第1話 出会いは1ページの中で④

 号令と共に、アラトは机の横に掛けていた鞄を手に持った。


 今日は特別授業もない。学園に残る理由もないし、さっさと寮に帰ろう。


 イスから立ち上がろうと、して。


「あなたが来栖くるすアラト君?」


 聞き覚えのない声に、「え?」と顔を上げた。


 ……いや、覚えがないことも、ない。

 だが一体どこで……。


「えっと……君は……?」


 いつの間にかアラトの横に立っていたのは、女の子だった。クラスメイトではないが、女子用の制服のネクタイの色が同じなことから、一年生だと分かる。

 長い髪を顔の横で束ねているからだろうか、彼女の表情はよく見えた。


「あ」


 どこか自信に溢れた笑顔を浮かべる彼女を、アラトは知っていた。確か、昨日中庭で――。
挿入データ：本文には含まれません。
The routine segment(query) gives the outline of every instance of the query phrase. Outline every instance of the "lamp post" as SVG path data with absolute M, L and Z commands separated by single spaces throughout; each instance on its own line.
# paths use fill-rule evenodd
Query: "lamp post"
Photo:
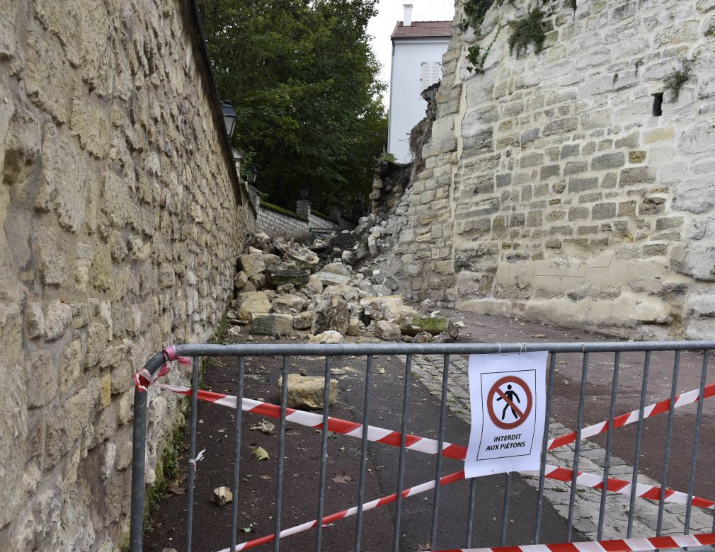
M 230 102 L 224 100 L 221 102 L 221 111 L 224 115 L 224 124 L 226 125 L 226 134 L 228 134 L 229 139 L 233 136 L 233 131 L 236 126 L 236 110 L 233 109 Z

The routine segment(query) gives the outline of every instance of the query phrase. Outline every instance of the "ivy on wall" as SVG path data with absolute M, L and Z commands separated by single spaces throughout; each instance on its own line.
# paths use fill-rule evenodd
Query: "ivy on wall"
M 500 8 L 506 1 L 513 2 L 513 0 L 465 0 L 465 16 L 460 23 L 460 27 L 463 31 L 466 31 L 469 27 L 478 29 L 490 9 L 494 6 Z M 536 1 L 538 3 L 539 0 Z M 548 4 L 553 0 L 541 0 L 541 1 L 542 4 Z M 576 0 L 571 0 L 571 7 L 576 10 Z M 544 19 L 546 15 L 538 5 L 533 6 L 523 17 L 507 24 L 511 27 L 511 34 L 508 39 L 510 54 L 516 54 L 517 57 L 521 57 L 526 53 L 531 44 L 533 44 L 535 54 L 539 54 L 543 49 L 543 44 L 546 39 Z M 497 21 L 496 34 L 486 48 L 482 49 L 479 44 L 473 44 L 467 49 L 467 61 L 470 64 L 467 66 L 467 71 L 470 73 L 484 72 L 487 56 L 496 41 L 502 28 L 506 26 L 502 25 L 501 21 L 502 14 L 500 14 Z

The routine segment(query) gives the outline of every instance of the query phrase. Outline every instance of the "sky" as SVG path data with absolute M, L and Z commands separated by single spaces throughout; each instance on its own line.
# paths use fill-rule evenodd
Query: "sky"
M 383 66 L 380 79 L 390 84 L 390 64 L 393 55 L 390 35 L 395 24 L 403 20 L 403 4 L 412 4 L 413 21 L 451 21 L 454 16 L 454 0 L 380 0 L 378 14 L 368 25 L 368 33 L 373 36 L 373 51 Z M 388 104 L 389 89 L 383 103 Z

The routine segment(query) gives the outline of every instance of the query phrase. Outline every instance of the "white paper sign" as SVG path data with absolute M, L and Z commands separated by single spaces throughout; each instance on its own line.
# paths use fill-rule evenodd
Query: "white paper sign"
M 546 352 L 471 355 L 468 478 L 539 469 L 546 415 Z

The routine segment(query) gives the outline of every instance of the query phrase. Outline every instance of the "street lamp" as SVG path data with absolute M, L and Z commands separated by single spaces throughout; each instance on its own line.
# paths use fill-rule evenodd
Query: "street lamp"
M 254 165 L 251 165 L 246 169 L 246 179 L 249 184 L 255 184 L 258 179 L 258 169 Z
M 224 124 L 226 125 L 226 134 L 230 139 L 233 136 L 233 130 L 236 124 L 236 110 L 233 109 L 230 102 L 224 100 L 221 102 L 221 111 L 223 112 Z

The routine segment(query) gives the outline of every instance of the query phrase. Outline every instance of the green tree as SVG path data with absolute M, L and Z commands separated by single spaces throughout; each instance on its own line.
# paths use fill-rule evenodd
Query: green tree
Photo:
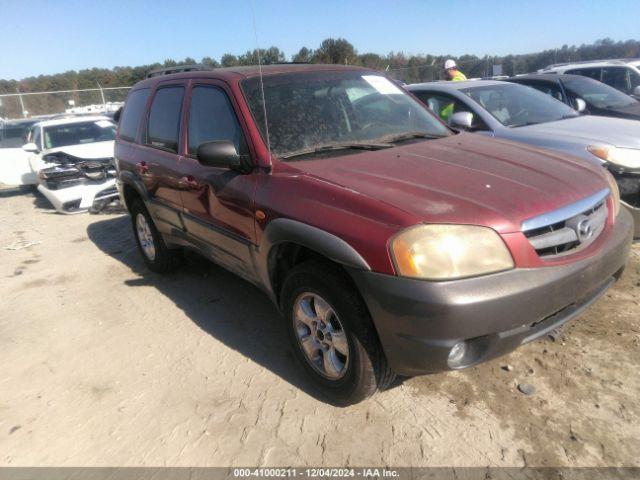
M 356 60 L 355 47 L 344 38 L 327 38 L 313 53 L 313 61 L 317 63 L 353 65 Z

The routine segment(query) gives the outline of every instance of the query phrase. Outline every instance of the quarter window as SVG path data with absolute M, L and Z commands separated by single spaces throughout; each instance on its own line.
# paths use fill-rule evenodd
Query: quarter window
M 629 88 L 629 70 L 624 67 L 602 69 L 602 83 L 622 92 L 631 93 Z
M 217 87 L 195 87 L 189 111 L 189 153 L 206 142 L 229 140 L 243 150 L 242 130 L 227 95 Z
M 145 105 L 147 104 L 147 98 L 151 89 L 142 88 L 131 92 L 127 98 L 127 102 L 120 118 L 120 137 L 135 141 L 138 134 L 138 125 L 140 125 L 140 118 Z
M 536 90 L 546 93 L 547 95 L 551 95 L 556 100 L 564 102 L 562 98 L 562 91 L 560 90 L 560 86 L 554 83 L 546 83 L 546 82 L 523 82 L 522 85 L 526 85 L 527 87 L 535 88 Z
M 158 90 L 149 110 L 148 145 L 178 152 L 183 97 L 184 87 L 164 87 Z
M 572 75 L 582 75 L 583 77 L 593 78 L 600 81 L 601 68 L 574 68 L 573 70 L 567 70 L 565 73 Z

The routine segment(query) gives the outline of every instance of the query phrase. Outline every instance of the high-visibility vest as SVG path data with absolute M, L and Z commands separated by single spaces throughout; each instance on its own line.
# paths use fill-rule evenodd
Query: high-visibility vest
M 463 82 L 467 79 L 466 75 L 459 70 L 456 70 L 456 74 L 451 79 L 452 82 Z
M 463 82 L 467 79 L 466 75 L 459 70 L 456 70 L 455 75 L 451 79 L 452 82 Z M 440 110 L 440 118 L 442 118 L 445 122 L 448 122 L 453 115 L 453 102 L 445 105 Z

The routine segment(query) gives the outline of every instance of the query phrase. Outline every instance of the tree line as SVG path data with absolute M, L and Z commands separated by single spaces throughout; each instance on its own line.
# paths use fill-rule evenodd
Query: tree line
M 344 38 L 328 38 L 315 49 L 302 47 L 290 59 L 282 50 L 273 46 L 267 49 L 254 49 L 241 55 L 226 53 L 219 60 L 204 57 L 198 62 L 194 58 L 187 57 L 183 60 L 167 59 L 162 63 L 136 67 L 91 68 L 54 75 L 39 75 L 22 80 L 0 80 L 0 93 L 88 89 L 96 88 L 98 84 L 104 88 L 131 86 L 144 79 L 151 70 L 158 68 L 194 63 L 201 63 L 211 68 L 256 65 L 259 58 L 264 65 L 282 63 L 287 60 L 358 65 L 386 71 L 398 80 L 414 83 L 442 78 L 442 65 L 447 58 L 454 58 L 468 77 L 484 77 L 492 74 L 494 65 L 501 65 L 503 75 L 516 75 L 535 72 L 552 63 L 634 57 L 640 57 L 640 41 L 638 40 L 615 42 L 607 38 L 597 40 L 592 44 L 563 45 L 556 49 L 529 54 L 455 57 L 430 54 L 406 55 L 402 52 L 390 52 L 386 55 L 370 52 L 360 53 L 354 45 Z M 125 96 L 125 90 L 111 91 L 107 100 L 121 101 Z M 98 93 L 78 93 L 71 95 L 71 97 L 69 95 L 34 96 L 28 99 L 29 105 L 26 109 L 36 115 L 64 110 L 69 99 L 74 100 L 76 105 L 100 103 Z M 0 105 L 0 116 L 4 115 L 10 118 L 20 116 L 21 110 L 17 102 L 13 99 L 12 102 L 6 98 L 4 100 Z

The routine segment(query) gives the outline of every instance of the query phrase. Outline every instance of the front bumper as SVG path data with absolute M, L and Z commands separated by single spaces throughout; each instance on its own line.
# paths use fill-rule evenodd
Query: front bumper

「私は水留つづみナキリ。一緒に来てほしいの。ついて来て」

「へ? え? ちょ、ちょっと!?」


 一方的にナキリと名乗った少女は、アラトの腕を掴むと、ぐい、と引っ張った。

 事態が飲み込めず、彼女の勢いに呑まれたアラトは逆らうこともできない。


 アラトを立ち上がらせると、ナキリはそのまま走り出した。


「あ、あの!?」


 前を走る自分より小さな背中に、アラトは叫ぶ。アラトの手首を掴む手の力は強く、無理をしないと離れてくれそうにない。アラトの声かけを気にする様子もない。


 ただ彼女は、アラトの手を引いて、廊下を駆けて行くばかり。


 下手なことをすれば二人してバランスを崩すだろうことは想像に難くなく……わけも分からないままアラトは、彼女のあとに続くことしかできなかった。